2008 film by Amy Waddell

Brothel is a 2008 film written and directed by Amy Waddell. The film stars Serena Scott Thomas, Brett Cullen, Timothy V. Murphy, and Bruce Payne. The film was filmed in Jerome and Clarkdale, Arizona.

==Plot==

A young couple bought an old house in Jerome, Arizona which used to be a brothel. The husband commits suicide and the wife, Julianne (played by Serena Scott Thomas), attempts to come to terms with her loss and modernize the house.

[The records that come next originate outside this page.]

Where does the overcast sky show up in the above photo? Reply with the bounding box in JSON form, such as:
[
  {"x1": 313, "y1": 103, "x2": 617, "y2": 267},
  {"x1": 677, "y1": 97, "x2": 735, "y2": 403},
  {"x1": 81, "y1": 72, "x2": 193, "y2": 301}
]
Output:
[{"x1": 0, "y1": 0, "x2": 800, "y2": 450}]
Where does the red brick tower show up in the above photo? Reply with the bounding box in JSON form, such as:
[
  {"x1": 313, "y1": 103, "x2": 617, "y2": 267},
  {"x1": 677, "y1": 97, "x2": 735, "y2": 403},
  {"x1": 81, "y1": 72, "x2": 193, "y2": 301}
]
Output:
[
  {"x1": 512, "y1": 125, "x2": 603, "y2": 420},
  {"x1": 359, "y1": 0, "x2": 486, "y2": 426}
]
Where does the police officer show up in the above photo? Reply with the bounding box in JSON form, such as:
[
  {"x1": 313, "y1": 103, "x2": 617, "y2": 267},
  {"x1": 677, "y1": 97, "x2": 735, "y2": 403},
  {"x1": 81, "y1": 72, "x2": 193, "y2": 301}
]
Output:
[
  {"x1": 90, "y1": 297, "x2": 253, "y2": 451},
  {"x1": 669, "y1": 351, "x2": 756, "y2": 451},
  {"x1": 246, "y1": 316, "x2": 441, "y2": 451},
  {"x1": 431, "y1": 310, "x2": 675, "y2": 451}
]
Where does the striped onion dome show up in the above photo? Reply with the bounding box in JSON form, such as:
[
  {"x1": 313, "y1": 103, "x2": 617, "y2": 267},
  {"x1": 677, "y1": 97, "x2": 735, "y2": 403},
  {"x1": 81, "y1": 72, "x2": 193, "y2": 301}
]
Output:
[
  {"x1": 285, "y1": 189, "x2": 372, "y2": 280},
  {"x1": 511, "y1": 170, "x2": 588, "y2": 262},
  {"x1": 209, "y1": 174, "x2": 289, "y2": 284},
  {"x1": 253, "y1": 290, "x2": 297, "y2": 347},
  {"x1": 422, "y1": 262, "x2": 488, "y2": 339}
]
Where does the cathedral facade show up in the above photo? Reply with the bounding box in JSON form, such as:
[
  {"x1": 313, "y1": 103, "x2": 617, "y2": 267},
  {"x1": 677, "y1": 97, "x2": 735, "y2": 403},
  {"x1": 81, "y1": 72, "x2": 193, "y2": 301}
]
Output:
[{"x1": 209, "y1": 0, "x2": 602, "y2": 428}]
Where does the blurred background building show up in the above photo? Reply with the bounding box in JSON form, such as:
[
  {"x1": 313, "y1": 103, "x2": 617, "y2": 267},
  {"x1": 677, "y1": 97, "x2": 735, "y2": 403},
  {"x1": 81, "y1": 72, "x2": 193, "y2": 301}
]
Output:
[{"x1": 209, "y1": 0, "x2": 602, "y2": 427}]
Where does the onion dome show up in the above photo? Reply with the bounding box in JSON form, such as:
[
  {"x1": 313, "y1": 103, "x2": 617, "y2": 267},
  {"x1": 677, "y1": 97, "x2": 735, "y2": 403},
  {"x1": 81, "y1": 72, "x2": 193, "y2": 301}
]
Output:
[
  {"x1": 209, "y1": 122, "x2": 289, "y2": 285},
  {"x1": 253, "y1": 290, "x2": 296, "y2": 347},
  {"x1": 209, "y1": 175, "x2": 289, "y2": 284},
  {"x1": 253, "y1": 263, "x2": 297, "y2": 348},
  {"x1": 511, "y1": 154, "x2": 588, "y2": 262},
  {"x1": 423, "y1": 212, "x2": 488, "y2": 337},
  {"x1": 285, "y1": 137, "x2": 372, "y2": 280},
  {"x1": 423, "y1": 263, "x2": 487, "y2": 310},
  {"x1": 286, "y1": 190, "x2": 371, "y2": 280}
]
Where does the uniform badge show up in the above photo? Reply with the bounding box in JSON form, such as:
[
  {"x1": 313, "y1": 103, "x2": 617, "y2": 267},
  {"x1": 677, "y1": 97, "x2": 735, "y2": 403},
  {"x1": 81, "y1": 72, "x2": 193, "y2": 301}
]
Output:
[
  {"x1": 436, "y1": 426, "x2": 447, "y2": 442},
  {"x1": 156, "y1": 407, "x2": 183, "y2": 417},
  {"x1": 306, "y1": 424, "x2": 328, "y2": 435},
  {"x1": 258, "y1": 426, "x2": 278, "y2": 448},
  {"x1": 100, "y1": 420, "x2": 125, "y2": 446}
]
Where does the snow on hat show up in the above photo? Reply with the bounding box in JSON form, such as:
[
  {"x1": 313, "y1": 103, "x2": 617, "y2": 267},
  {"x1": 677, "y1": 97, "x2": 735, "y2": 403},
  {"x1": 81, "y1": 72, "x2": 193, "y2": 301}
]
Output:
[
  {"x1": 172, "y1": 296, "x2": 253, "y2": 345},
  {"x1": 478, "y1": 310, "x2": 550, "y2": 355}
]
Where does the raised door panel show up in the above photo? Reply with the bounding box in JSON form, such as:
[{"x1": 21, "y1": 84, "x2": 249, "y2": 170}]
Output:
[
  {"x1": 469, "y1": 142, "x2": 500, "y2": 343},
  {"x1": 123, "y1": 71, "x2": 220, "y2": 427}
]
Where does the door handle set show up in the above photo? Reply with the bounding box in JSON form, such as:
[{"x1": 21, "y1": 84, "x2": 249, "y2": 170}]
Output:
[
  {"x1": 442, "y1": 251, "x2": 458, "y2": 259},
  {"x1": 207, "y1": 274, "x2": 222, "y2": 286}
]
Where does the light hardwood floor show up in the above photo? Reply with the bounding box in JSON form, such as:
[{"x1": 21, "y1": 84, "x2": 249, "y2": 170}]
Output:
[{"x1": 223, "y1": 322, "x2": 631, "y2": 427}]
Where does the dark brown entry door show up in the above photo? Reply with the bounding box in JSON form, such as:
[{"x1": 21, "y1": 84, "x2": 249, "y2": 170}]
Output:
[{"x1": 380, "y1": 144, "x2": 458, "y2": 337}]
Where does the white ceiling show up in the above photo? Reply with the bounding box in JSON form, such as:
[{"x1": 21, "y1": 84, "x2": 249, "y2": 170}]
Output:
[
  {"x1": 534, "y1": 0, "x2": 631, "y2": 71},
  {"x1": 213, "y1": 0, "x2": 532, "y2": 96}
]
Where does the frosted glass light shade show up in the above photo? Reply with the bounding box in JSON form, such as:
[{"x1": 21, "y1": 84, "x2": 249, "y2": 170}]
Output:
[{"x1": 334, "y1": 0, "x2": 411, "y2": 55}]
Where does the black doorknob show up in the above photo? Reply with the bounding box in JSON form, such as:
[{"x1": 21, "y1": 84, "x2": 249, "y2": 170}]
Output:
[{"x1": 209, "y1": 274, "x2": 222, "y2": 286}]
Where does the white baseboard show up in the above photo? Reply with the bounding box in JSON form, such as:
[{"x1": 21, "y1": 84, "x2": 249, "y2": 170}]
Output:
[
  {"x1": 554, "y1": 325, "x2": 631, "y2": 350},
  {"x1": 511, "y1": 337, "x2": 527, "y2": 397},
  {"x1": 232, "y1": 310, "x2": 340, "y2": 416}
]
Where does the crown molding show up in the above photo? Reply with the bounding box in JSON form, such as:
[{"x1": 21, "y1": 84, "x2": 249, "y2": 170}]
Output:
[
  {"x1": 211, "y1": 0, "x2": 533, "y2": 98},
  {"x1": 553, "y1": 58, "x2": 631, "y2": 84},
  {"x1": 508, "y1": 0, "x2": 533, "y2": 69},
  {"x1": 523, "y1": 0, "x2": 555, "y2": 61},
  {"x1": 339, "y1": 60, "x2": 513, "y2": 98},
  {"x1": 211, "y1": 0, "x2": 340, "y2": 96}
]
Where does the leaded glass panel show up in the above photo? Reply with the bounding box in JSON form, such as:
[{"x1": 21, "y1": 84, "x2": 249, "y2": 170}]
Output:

She 'finds the building is still inhabited by the ghosts of prostitutes' and 'that she is being stalked by Death himself (Bruce Payne)'.

==Cast==
- Serena Scott Thomas as Julianne
- Brett Cullen as Avery
- Bruce Payne as Thief/Death
- Grace Zabriskie as Madam Lady Sadie
- Timothy V. Murphy as Gayle/Brian
- Sarah Lassez as Sophie
- Andrea Morris as Maddy
- Lisa Banes as Priscilla
- Yvonne Scio as Maddy

==Reception==

John Reid, who reviewed the film for the Sedona Red Rock News, noted "the density of atmosphere and the intensity of the actors and crew palpable on the set". David Kanowsky, who reviewed the film for Kudos, stated that it was "a very fine ghost story without horror". A contributor to the Independent Film Quarterly described the film as "an erotic indie version of Inception." Steve Miller stated that Brothel "is a great haunted house movie that is rich in atmosphere from beginning to end, yet almost entirely free of elements that are typically associated with the horror genre – jump-scares, bloody gore, and characters doing stupid things just so the plot can keep moving." In his view, it is "a beautiful, well-acted film." Its rating on the Internet Movie Database is 3.6/10.